# Huge external battery needed for touch pad.



## bryantjopplin (Oct 4, 2011)

OK well scouring through many stores I found a battery that can recharge the tp and power a external hard drive at the same time. Check it out for 79 bucks. I'm definitely getting one.

http://www.newegg.com/Product/Product.aspx?Item=N82E16855994209

Tapped from my fingers on my Nexus


----------



## bryantjopplin (Oct 4, 2011)

Ooh and when I said huge I meant the battery capacity

Tapped from my fingers on my Nexus


----------



## promiseofcake (Oct 22, 2011)

Cheaper on Amazon and no tax for CA. But:

http://www.amazon.com/i-Sound-Portable-Power-iPhone-BlackBerry/product-reviews/B00439G3WS/ref=dp_top_cm_cr_acr_txt?ie=UTF8&showViewpoints=1

Not looking so hot.

Sent from my cm_tenderloin using Tapatalk


----------



## pa49 (Jan 26, 2012)

bryantjopplin said:


> OK well scouring through many stores I found a battery that can recharge the tp and power a external hard drive at the same time. Check it out for 79 bucks. I'm definitely getting one.
> 
> http://www.newegg.com/Product/Product.aspx?Item=N82E16855994209
> 
> Tapped from my fingers on my Nexus


I have an energizer 18000mAh externel power pack and it does not allow full charge to the TP without an adapted cable. In standard form you only get a trickle charge.
You would also have to make sure the port used could give 2Ah.


----------



## nevertells (Oct 29, 2011)

bryantjopplin said:


> OK well scouring through many stores I found a battery that can recharge the tp and power a external hard drive at the same time. Check it out for 79 bucks. I'm definitely getting one.
> 
> http://www.newegg.co...N82E16855994209
> 
> Tapped from my fingers on my Nexus


Save your money, after market chargers will not charge a TouchPad at the full rate that the HP wall charger that comes with it will do.


----------



## macauman (Jan 19, 2012)

nevertells said:


> Save your money, after market chargers will not charge a TouchPad at the full rate that the HP wall charger that comes with it will do.

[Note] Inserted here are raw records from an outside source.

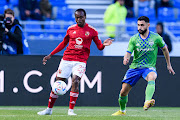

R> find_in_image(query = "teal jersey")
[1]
[127,31,165,69]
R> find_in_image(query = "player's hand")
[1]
[103,38,114,46]
[123,58,129,65]
[167,65,175,75]
[43,54,52,65]
[5,28,9,34]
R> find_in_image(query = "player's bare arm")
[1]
[162,45,175,75]
[123,52,131,65]
[103,38,114,46]
[43,54,52,65]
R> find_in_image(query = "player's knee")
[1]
[148,75,157,81]
[72,79,79,87]
[120,89,128,96]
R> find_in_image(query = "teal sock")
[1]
[118,94,128,111]
[145,80,155,100]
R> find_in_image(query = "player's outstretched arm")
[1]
[103,38,114,46]
[43,54,52,65]
[162,46,175,75]
[123,52,131,65]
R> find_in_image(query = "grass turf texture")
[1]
[0,106,180,120]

I am just curious. What is the output W, A, V of the stock charger?
EDIT: I saw "external 10W AC adapter" on the spec sheet. I guess as long as it can provide 2.0A and 5.0V, it can charge the touchpad normally. (Normal USB wall charger, like the iphone one, is rated at 1.0A and 5.0V)


----------



## Executor (Jan 15, 2012)

Not sure about the wattage, but the voltage is 5V, same as almost every other USB charger on the planet, and the amperage is 2A. IIRC the stock charger also has the data pins on the USB port shorted, which is how the Touchpad knows it can draw the full 2A from the charger.


----------



## nevertells (Oct 29, 2011)

macauman said:


> I am just curious. What is the output W, A, V of the stock charger?
> EDIT: I saw "external 10W AC adapter" on the spec sheet. I guess as long as it can provide 2.0A and 5.0V, it can charge the touchpad normally. (Normal USB output is rated at 1.0A and 5.0V)


It's a 5.3 volt charger rated at 2 amps. If you know ohms law you can figure out the wattage.

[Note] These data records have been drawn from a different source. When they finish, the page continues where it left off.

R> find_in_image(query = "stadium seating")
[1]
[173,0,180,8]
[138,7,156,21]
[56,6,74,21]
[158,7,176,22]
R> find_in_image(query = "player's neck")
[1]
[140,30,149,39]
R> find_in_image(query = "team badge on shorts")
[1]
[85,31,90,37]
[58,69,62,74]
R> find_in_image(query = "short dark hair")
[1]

It's actually 10.6 watts. The usb port on computers is actually rated at .5 amps/500 milliamps. Sucks that HP made the TP so it won't charge correctly from a 2 amp aftermarket charger.


----------



## macauman (Jan 19, 2012)

nevertells said:


> It's a 5.3 volt charger rated at 2 amps. If you know ohms law you can figure out the wattage.
> 
> 
> 
> ...


My car charger is 5V at 2.1A which means 10.6W output. Shit, still 0.1W away lol
Oops, the 1V spec is actually my iphone wall charger


----------



## Schultp (Oct 16, 2011)

This link refers to building a TP car charger to deliver 2A but has a lot of discussion about why a standard charger rated for 2A won't actually deliver the 2A without modification. I have ordered some parts and will be doing this mod myself.

http://forums.webosnation.com/hp-touchpad-accessories/293481-there-car-charger-will-work-touchpad.html

Paul


----------



## simpat1zq (Oct 13, 2011)

I have this battery for my laptop, and it lasts forever. It's one of the bigger ones that I coudl find.


----------



## nevertells (Oct 29, 2011)

Schultp said:


> This link refers to building a TP car charger to deliver 2A but has a lot of discussion about why a standard charger rated for 2A won't actually deliver the 2A without modification. I have ordered some parts and will be doing this mod myself.
> 
> http://forums.webosn...k-touchpad.html
> 
> Paul


On an after market wall charger or a car charger?


----------